During the recursion, registers ra (return address) and s0 (disk count) are saved on the stack. Offsets are adjusted to ensure that the disks are moved correctly, taking into account each recursive call's impact on the towers' state. The program finishes the recursion with a jalr instruction that returns to the previous recursive level or ends the function when all operations are complete.
[Click here] Hanoi Test with 4 Disks
Yael Salvador Morales Renteria: By means of this practice we saw that to implement the towers of hanoi is something complicated in assembly language since in a language like C, pyhton, etc. it is easier since everything is integrated but in this language we saw that we use more than 100 lines of code to be able to make this exercise but thanks to this we can save memory inside the device that we are using and even in didactic terms as the machine solves this algorithm that we did.

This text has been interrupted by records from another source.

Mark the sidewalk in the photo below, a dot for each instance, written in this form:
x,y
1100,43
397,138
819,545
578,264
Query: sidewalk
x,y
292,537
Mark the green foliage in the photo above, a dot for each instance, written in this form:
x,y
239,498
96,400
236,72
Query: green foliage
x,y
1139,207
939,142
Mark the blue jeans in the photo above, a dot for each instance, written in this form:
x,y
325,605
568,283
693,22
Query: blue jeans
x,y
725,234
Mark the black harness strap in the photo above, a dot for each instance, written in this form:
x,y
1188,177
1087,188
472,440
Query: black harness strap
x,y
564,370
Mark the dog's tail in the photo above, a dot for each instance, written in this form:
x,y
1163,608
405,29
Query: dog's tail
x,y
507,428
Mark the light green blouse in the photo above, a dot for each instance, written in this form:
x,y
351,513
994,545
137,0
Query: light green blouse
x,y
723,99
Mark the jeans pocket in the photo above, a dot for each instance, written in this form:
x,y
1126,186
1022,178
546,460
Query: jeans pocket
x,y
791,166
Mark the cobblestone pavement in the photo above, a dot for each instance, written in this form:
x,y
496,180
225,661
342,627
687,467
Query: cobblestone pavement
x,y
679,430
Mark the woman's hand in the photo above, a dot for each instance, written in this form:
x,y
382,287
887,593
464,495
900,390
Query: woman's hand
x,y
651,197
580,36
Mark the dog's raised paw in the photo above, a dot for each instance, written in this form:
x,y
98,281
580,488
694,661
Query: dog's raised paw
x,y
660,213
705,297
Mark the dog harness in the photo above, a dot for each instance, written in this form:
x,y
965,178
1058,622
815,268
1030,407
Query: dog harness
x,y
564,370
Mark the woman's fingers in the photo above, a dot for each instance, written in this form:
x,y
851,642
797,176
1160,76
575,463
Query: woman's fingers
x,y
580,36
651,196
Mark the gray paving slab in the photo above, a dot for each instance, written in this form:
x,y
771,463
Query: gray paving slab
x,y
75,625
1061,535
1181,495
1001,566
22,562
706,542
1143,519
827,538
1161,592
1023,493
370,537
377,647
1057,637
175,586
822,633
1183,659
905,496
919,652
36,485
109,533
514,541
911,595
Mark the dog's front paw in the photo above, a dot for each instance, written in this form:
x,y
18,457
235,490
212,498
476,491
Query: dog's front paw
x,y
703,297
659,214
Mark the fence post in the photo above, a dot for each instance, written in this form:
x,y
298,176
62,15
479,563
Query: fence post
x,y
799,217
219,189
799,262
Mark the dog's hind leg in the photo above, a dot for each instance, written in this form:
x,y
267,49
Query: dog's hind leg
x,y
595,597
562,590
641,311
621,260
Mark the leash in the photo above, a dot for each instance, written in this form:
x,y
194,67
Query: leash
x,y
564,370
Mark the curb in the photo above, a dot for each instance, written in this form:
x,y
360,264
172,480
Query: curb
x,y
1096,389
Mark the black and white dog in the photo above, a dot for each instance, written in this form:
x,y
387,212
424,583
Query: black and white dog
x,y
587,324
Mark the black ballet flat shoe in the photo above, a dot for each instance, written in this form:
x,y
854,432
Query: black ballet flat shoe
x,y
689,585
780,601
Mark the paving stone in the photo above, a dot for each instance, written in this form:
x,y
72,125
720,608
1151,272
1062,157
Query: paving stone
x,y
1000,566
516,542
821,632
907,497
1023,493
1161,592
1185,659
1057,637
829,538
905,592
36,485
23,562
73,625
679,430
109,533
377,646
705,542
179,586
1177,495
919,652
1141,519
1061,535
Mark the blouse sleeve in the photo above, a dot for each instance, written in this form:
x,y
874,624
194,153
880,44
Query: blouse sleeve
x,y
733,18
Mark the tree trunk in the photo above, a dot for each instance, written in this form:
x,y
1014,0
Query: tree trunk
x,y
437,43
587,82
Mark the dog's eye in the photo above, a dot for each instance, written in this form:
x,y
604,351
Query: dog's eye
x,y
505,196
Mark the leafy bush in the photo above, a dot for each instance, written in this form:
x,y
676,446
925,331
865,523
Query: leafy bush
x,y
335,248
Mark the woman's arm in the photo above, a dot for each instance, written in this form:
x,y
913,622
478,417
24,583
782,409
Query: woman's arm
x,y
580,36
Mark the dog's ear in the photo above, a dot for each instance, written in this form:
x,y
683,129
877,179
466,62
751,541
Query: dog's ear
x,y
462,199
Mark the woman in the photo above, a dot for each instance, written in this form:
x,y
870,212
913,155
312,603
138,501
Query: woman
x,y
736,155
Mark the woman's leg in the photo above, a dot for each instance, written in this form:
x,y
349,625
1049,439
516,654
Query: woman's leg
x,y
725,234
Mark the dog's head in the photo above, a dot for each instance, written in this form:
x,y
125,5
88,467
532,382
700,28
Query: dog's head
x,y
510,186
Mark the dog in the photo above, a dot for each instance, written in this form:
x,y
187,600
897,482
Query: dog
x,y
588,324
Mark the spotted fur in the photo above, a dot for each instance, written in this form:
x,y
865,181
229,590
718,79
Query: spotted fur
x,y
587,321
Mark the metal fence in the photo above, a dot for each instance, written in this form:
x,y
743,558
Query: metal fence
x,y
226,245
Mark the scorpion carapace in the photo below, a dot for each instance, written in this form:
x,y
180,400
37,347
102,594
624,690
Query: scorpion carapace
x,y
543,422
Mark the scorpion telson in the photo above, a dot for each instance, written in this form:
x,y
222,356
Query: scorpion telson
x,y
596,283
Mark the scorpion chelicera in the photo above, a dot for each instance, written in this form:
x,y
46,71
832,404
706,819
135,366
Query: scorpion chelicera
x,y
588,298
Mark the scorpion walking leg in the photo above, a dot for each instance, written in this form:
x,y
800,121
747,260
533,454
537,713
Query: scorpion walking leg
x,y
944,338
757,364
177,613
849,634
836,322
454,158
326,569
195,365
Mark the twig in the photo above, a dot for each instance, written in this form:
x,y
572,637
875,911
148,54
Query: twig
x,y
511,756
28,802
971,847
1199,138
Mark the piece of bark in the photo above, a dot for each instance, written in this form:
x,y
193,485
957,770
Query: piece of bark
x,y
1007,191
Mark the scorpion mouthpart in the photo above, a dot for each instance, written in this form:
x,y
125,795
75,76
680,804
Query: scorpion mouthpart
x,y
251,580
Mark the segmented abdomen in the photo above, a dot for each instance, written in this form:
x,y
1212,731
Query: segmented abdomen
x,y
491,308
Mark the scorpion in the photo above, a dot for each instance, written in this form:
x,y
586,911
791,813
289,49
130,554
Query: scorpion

José Enrique Rios Gómez: Implementing the Hanoi algorithm in assembly was an incredibly challenging experience, especially when recursion was introduced; it added an extra layer of complexity that made the task feel daunting. Despite the difficulties, I can't fault the language itself because assembly offers significant control over the operations being performed, which is undeniably valuable. However, for larger program development, I find it hard to envision myself using assembly. This is precisely why higher-level languages and their compilers exist. Nonetheless, from a learning standpoint, working with assembly proved to be an enriching experience, greatly enhancing my understanding of low-level operations and system mechanics.